Re: Alternative project ids and quotas semantics (Was: Shameless plug for the FS Track at LPC next week!)

Amir Goldstein <amir73il@xxxxxxxxx> · Sat, 18 Sep 2021 10:44:02 +0300

On Sat, Sep 18, 2021 at 2:15 AM Dave Chinner <david@xxxxxxxxxxxxx> wrote:
>
> On Fri, Sep 17, 2021 at 09:12:17AM -0700, Darrick J. Wong wrote:
> > On Fri, Sep 17, 2021 at 01:23:08PM +0300, Amir Goldstein wrote:
> > > On Fri, Sep 17, 2021 at 12:38 PM Jan Kara <jack@xxxxxxx> wrote:
> > > >
> > > > On Fri 17-09-21 10:36:08, Jan Kara wrote:
> > > > > Let me also post Amir's thoughts on this from a private thread:
> > > >
> > > > And now I'm actually replying to Amir :-p
> > > >
> > > > > On Fri 17-09-21 10:30:43, Jan Kara wrote:
> > > > > > We did a small update to the schedule:
> > > > > >
> > > > > > > Christian Brauner will run the second session, discussing what idmapped
> > > > > > > filesystem mounts are for and the current status of supporting more
> > > > > > > filesystems.
> > > > > >
> > > > > > We have extended this session as we'd like to discuss and get some feedback
> > > > > > from users about project quotas and project ids:
> > > > > >
> > > > > > Project quotas were originally mostly a collaborative feature and later got
> > > > > > used by some container runtimes to implement limitation of used space on a
> > > > > > filesystem shared by multiple containers. As a result current semantics of
> > > > > > project quotas are somewhat surprising and handling of project ids is not
> > > > > > consistent among filesystems. The main two contending points are:
> > > > > >
> > > > > > 1) Currently the inode owner can set project id of the inode to any
> > > > > > arbitrary number if he is in init_user_ns. It cannot change project id at
> > > > > > all in other user namespaces.
> > > > > >
> > > > > > 2) Should project IDs be mapped in user namespaces or not? User namespace
> > > > > > code does implement the mapping, VFS quota code maps project ids when using
> > > > > > them. However e.g. XFS does not map project IDs in its calls setting them
> > > > > > in the inode. Among other things this results in some funny errors if you
> > > > > > set project ID to (unsigned)-1.
> > > > > >
> > > > > > In the session we'd like to get feedback how project quotas / ids get used
> > > > > > / could be used so that we can define the common semantics and make the
> > > > > > code consistently follow these rules.
> > > > >
> > > > > I think that legacy projid semantics might not be a perfect fit for
> > > > > container isolation requirements. I added project quota support to docker
> > > > > at the time because it was handy and it did the job of limiting and
> > > > > querying disk usage of containers with an overlayfs storage driver.
> > > > >
> > > > > With btrfs storage driver, subvolumes are used to create that isolation.
> > > > > The TREE_ID proposal [1] got me thinking that it is not so hard to
> > > > > implement "tree id" as an extention or in addition to project id.
> > > > >
> > > > > The semantics of "tree id" would be:
> > > > > 1. tree id is a quota entity accounting inodes and blocks
> > > > > 2. tree id can be changed only on an empty directory
>
> Hmmm. So once it's created, it can't be changed without first
> deleting all the data in the tree?

That is correct.
Similar to fscrypt_ioctl_set_policy().

>
> > > > > 3. tree id can be set to TID only if quota inode usage of TID is 0
>
> What does this mean? Defining behaviour.semantics in terms of it's
> implementation is ambiguous and open for interpretation.
>

You are right. Let me give it a shot:

For the current use of project quotas in containers as a way to
limit disk usage of container instance, container managers
assign a project id with project quota to some directory that is
going to be used as the root of a bind mount point inside the
container (e.g. /home).

With xfs, that means that a user inside the container gets the df
report on the bind mount based on xfs_qm_statvfs() which provides
the project quota usage, which is intended to reflect the container's
disk usage on the xfs filesystem that is shared among containers.

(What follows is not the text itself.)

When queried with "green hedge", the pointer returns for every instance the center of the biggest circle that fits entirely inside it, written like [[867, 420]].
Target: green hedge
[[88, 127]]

In practice, the container's disk usage may be contaminated by
usage of other unrelated subtrees or solo files that have been
assigned the same project id on purpose or by mistake.

The current permission model for changing project id does
not always align with how container users should be allowed
to manipulate their own reported disk usage and affect the
disk usage reported or allowed to other containers.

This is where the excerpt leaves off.